Monday, May 20, 2013

Automatically Create DataStage Schema Files

Introduction

Loading a csv file to a database table is one of the simplest DataStage tasks. Using Runtime Column Propagation (RCP), a single parameterized job can handle multiple files. Here is a step-by-step tutorial to do just that: Guidelines to Develop a Generic Job using Schema Files. For each csv file, DataStage needs a schema file to load column information at runtime. In the tutorial, a sample schema file is created by hand. If there are dozens of csv files to be loaded, creating all those schema files manually is quite tedious. Since every csv file is mirrored in a database table, it is possible to let DataStage collect column information from the database automatically. I will show you 3 approaches in this post.

Semi-Automated Solution

The first solution is semi-automatic, using DataStage's Import Table Definition wizard. In DataStage designer, click menu item Import / Table Definitions / Orchestrate Schema Definitions, and then select Database table (via orchdbutil) option.

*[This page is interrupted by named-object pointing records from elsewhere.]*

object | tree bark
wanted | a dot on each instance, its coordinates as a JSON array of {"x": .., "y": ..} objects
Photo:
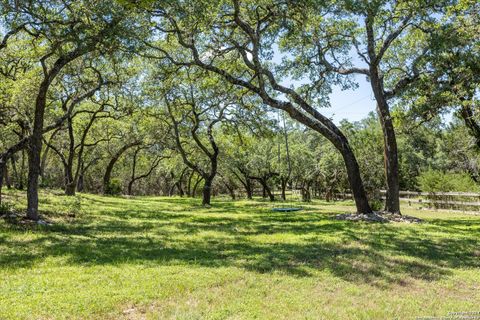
[
  {"x": 108, "y": 171},
  {"x": 3, "y": 165},
  {"x": 207, "y": 192},
  {"x": 392, "y": 201},
  {"x": 283, "y": 182}
]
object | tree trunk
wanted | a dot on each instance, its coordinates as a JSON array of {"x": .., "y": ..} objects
[
  {"x": 194, "y": 191},
  {"x": 355, "y": 179},
  {"x": 392, "y": 202},
  {"x": 266, "y": 189},
  {"x": 283, "y": 182},
  {"x": 207, "y": 192},
  {"x": 70, "y": 183},
  {"x": 8, "y": 182},
  {"x": 80, "y": 183},
  {"x": 3, "y": 165},
  {"x": 108, "y": 171},
  {"x": 35, "y": 150}
]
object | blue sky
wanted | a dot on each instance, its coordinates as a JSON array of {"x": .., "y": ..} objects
[{"x": 353, "y": 105}]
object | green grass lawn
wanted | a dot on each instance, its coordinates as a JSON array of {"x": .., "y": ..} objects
[{"x": 169, "y": 258}]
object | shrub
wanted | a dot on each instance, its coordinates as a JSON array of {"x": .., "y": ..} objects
[
  {"x": 114, "y": 187},
  {"x": 73, "y": 205},
  {"x": 5, "y": 208}
]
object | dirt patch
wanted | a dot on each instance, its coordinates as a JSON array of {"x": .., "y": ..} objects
[{"x": 383, "y": 217}]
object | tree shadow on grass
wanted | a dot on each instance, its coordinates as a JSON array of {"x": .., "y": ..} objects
[{"x": 258, "y": 240}]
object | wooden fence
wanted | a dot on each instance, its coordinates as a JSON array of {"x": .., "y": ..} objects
[{"x": 463, "y": 201}]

Type in database connection info, and select the table to be imported. In the next step, DataStage reads column information from the database, and displays it in the schema file format, as shown below. 

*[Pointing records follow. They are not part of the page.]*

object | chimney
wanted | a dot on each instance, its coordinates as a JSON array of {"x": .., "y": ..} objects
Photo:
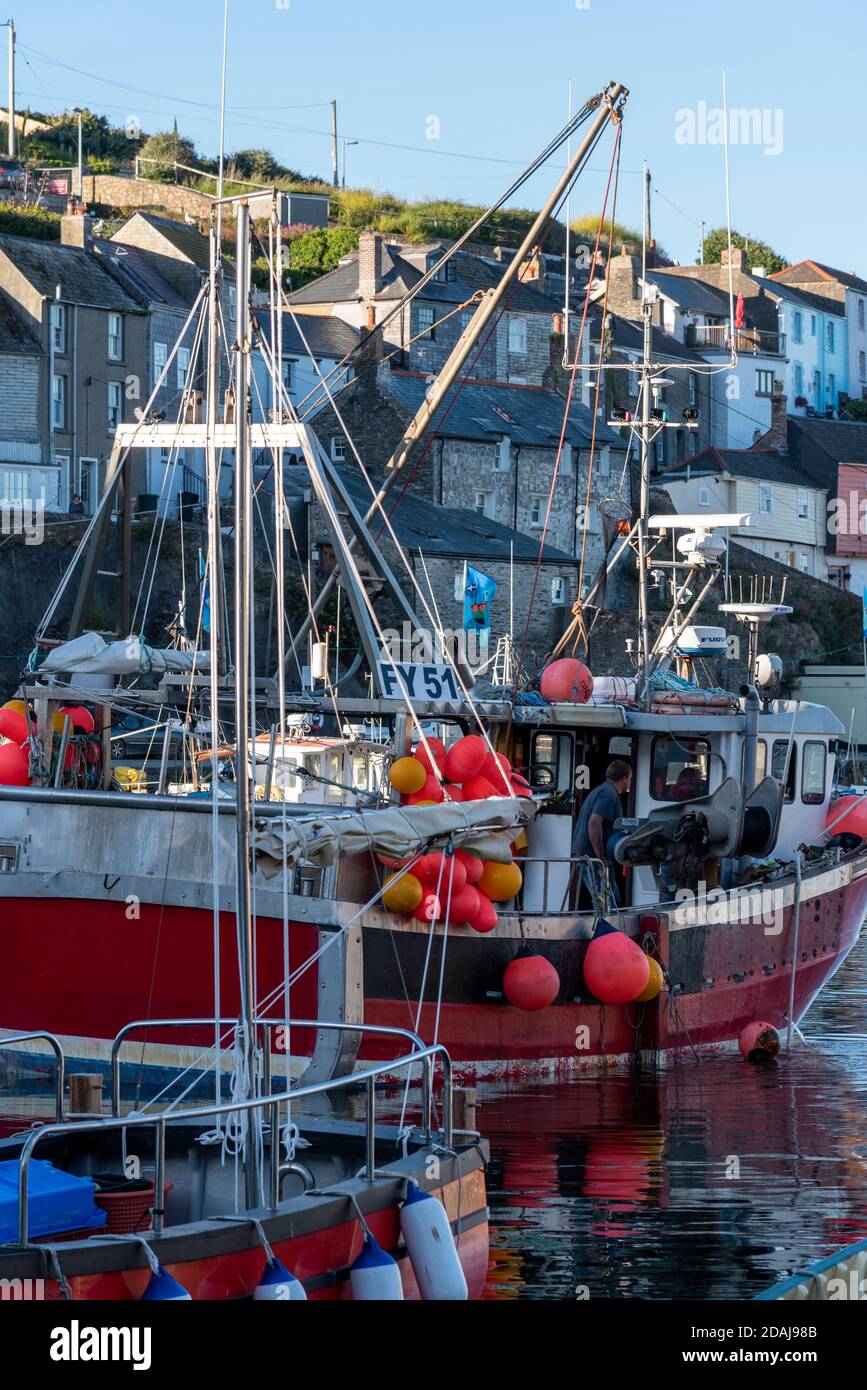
[
  {"x": 777, "y": 435},
  {"x": 738, "y": 259},
  {"x": 75, "y": 227},
  {"x": 370, "y": 264}
]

Copy and paste the columns to a schema template. The template contains other format information, such as field and record delimiters. Save it to a new text file, and this table is done. Go back to the previous step, select another table, and repeat.
This approach works well on a handful of tables. If there are a lot more tables, or table structures change frequently, a fully automated approach is more desirable.

Fully Automated Solution 1

As revealed in the previous approach, the DataStage import wizard uses a command-line application (orchdbutil) to generate the schema under the hood. If you have access to the DataStage server and are comfortable with shell scripting or other scripting language, you can write a script to loop through table names in an input file, feed the table to orchdbutil, and parse its output. I am not going to get into the details. Here is a blog post that can help you get started: Importing Table Definitions With OrchDbUtil.

Fully Automated Solution 2

Another fully automated approach takes advantage of DataStage itself. Create a parallel job to read schema  through an Oracle connector using a custom SQL statement, and save it to a sequential file. Create a sequence job to loop through a list of tables. Below is a sample implementation of the parallel job, the SQL statement and the sequence job.


8 comments:

kumar said...
This comment has been removed by a blog administrator.
Anonymous said...

Thank you very much, nicely described and very helpful!

Unknown said...

could you please send a new link for shell scripting method

Jing said...

The link has been updated.

Anonymous said...

What is ALL_TAB_COLS in SQL statement ?

Anonymous said...

Hi Jing,

Thanks a lot for your post, it is very very helpful to create dynamic schema file without manual intervention.

In your "Fully Automated Solution 2", Can you please elaborate your SQL (which is between and 1st and 2nd Union All) to create schema file for all columns in a table ??

Based on your SQL, schema file will have just one column from a table

Thanks in Advance

Jing said...

The middle select statement gets column information from Oracle's built-in view ALL_TAB_COLS. It gives you ALL columns from a table.

Anonymous said...

Looks like you are assuming all CSV file are originated from a database tables as you wrote -- "Since every csv file is mirrored in a database table" -- what if the CSV file is made up or from an application log which has no associated database table? Is there a way to create schema file for such a CSV file using data state?

Thanks!